Padrinhos por vocação
Quando chega o fim de semana, Laura, de 16 anos, se prepara para passar algumas horas longe do abrigo, na companhia da professora Gislene Barbosa, de 45 anos. Há seis anos, Gislene participa do programa de apadrinhamento do Centro de Voluntariado de Apoio ao Menor (Cevam). A iniciativa consiste em proporcionar um convívio familiar esporádico para crianças e adolescentes entre 4 e 17 anos.

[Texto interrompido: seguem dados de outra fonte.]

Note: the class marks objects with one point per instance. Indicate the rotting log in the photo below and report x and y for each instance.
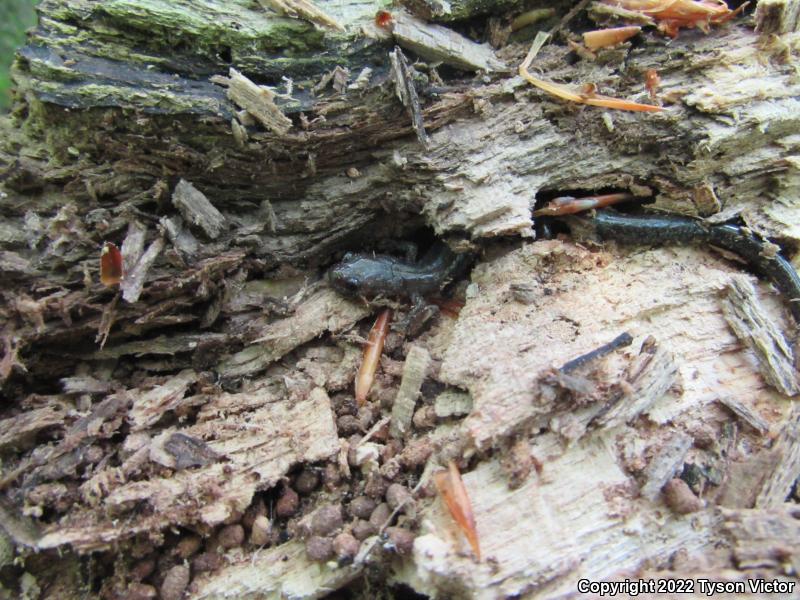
(231, 152)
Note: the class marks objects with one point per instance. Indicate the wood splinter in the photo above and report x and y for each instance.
(454, 494)
(372, 356)
(566, 93)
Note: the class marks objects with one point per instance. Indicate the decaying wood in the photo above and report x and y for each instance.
(667, 461)
(414, 371)
(764, 538)
(223, 398)
(439, 44)
(258, 101)
(650, 377)
(197, 210)
(746, 414)
(777, 16)
(762, 336)
(254, 445)
(786, 469)
(304, 9)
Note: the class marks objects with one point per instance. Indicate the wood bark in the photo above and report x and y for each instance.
(233, 153)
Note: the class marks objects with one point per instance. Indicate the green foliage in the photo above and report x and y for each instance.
(15, 17)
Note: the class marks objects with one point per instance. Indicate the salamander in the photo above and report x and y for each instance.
(382, 275)
(759, 254)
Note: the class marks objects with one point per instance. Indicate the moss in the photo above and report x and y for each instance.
(209, 25)
(15, 17)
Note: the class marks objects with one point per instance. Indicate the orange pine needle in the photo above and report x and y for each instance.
(110, 265)
(651, 83)
(567, 205)
(565, 93)
(674, 14)
(602, 38)
(454, 494)
(383, 19)
(372, 356)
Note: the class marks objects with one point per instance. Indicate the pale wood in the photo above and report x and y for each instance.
(295, 193)
(414, 371)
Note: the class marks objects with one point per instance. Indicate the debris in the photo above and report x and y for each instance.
(175, 583)
(110, 265)
(288, 503)
(19, 431)
(745, 413)
(136, 261)
(680, 498)
(651, 83)
(372, 356)
(567, 93)
(603, 38)
(148, 407)
(452, 403)
(179, 451)
(777, 16)
(197, 210)
(649, 377)
(671, 15)
(757, 331)
(785, 467)
(414, 371)
(667, 461)
(530, 17)
(303, 9)
(439, 44)
(325, 310)
(407, 93)
(258, 100)
(621, 341)
(401, 540)
(454, 495)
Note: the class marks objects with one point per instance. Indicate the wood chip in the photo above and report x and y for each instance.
(452, 403)
(777, 16)
(197, 209)
(133, 281)
(281, 572)
(757, 331)
(407, 93)
(261, 444)
(786, 469)
(324, 311)
(745, 413)
(150, 406)
(439, 44)
(652, 373)
(259, 101)
(665, 464)
(417, 361)
(18, 431)
(764, 538)
(303, 9)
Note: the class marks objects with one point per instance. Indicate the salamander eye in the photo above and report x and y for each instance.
(351, 284)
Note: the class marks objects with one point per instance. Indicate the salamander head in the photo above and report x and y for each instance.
(360, 276)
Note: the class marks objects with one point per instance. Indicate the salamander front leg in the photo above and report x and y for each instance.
(419, 318)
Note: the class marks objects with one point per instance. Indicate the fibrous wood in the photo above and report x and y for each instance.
(224, 381)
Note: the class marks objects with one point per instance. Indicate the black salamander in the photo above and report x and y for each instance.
(611, 225)
(381, 275)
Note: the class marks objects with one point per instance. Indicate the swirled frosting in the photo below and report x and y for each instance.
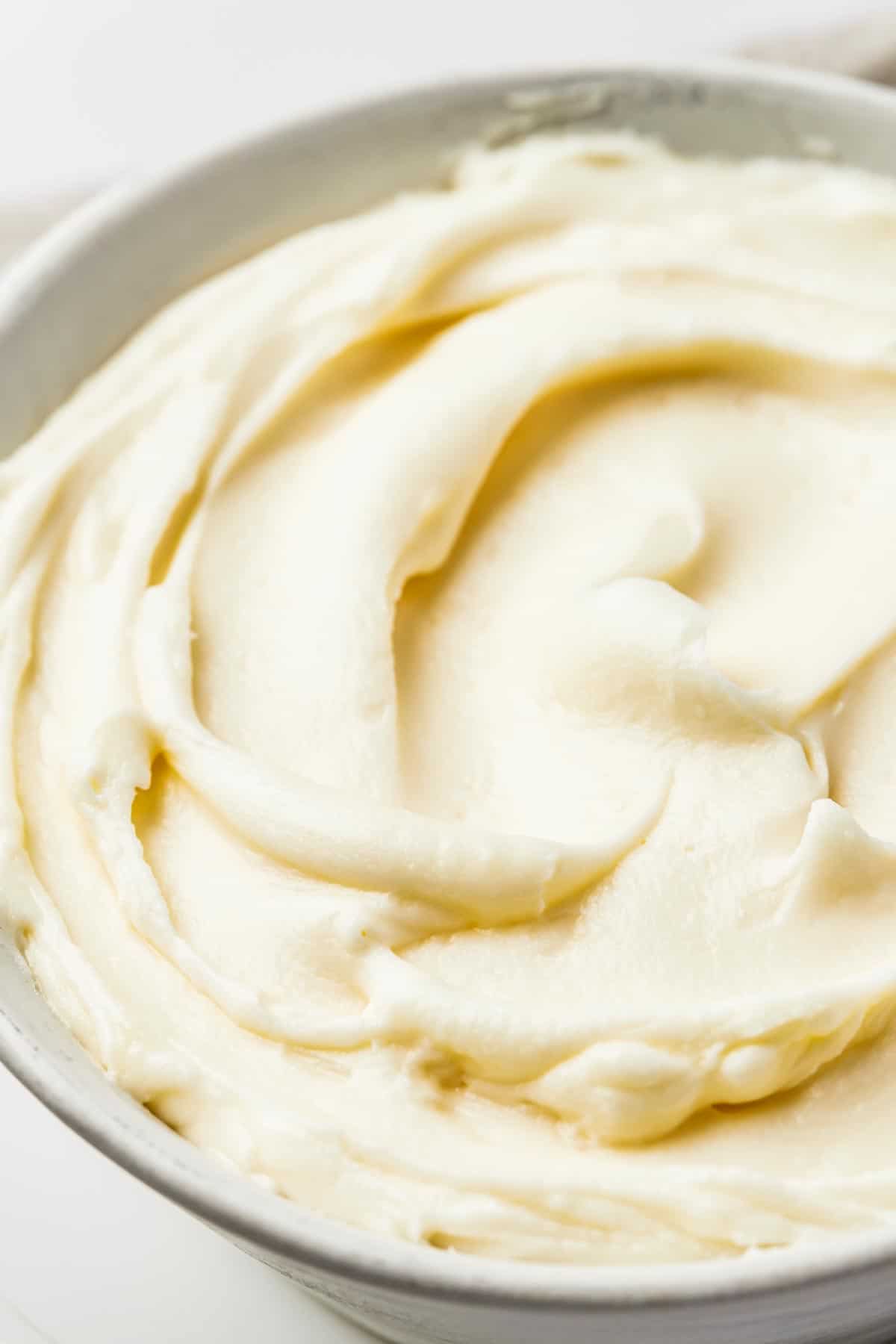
(448, 698)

Enquanto os menores não podem ser acolhidos definitivamente em uma família, o apadrinhamento desponta como uma solução, diz a coordenadora técnica da Vara Cível da Infância e Juventude de Belo Horizonte, Rosilene Miranda. A convivência cumpre a função de trazer uma espécie de “exemplo” do adulto para o jovem. E proporciona um momento de individualidade dele. “No abrigo, tudo é de todo mundo. Mas a criança ou adolescente precisa ter algo só seu para construir a própria identidade”.

Sensibilizadas com a realidade desses “inadotáveis”, a juíza federal Vânila de Moraes e duas amigas fundaram a Associação Alegria, há seis anos, na tentativa de dar um lar a seis meninas. Hoje, as adolescentes entre 16 e 18 anos se consideram irmãs. Estudam em escolas diferentes, têm objetos pessoais e dividem o serviço da casa. “É como uma república”, diz Vânila.

Uma das moradoras é Tatiane Maria de Oliveira, de 18 anos. Ela cursa o 3º ano do Ensino Médio, trabalha desde os 16 anos e sonha em se mudar para a Inglaterra. Também se considera mais feliz do que muitas meninas da sua idade. “Com certeza sou mais. Muita gente tem uma vida mais difícil que a minha”.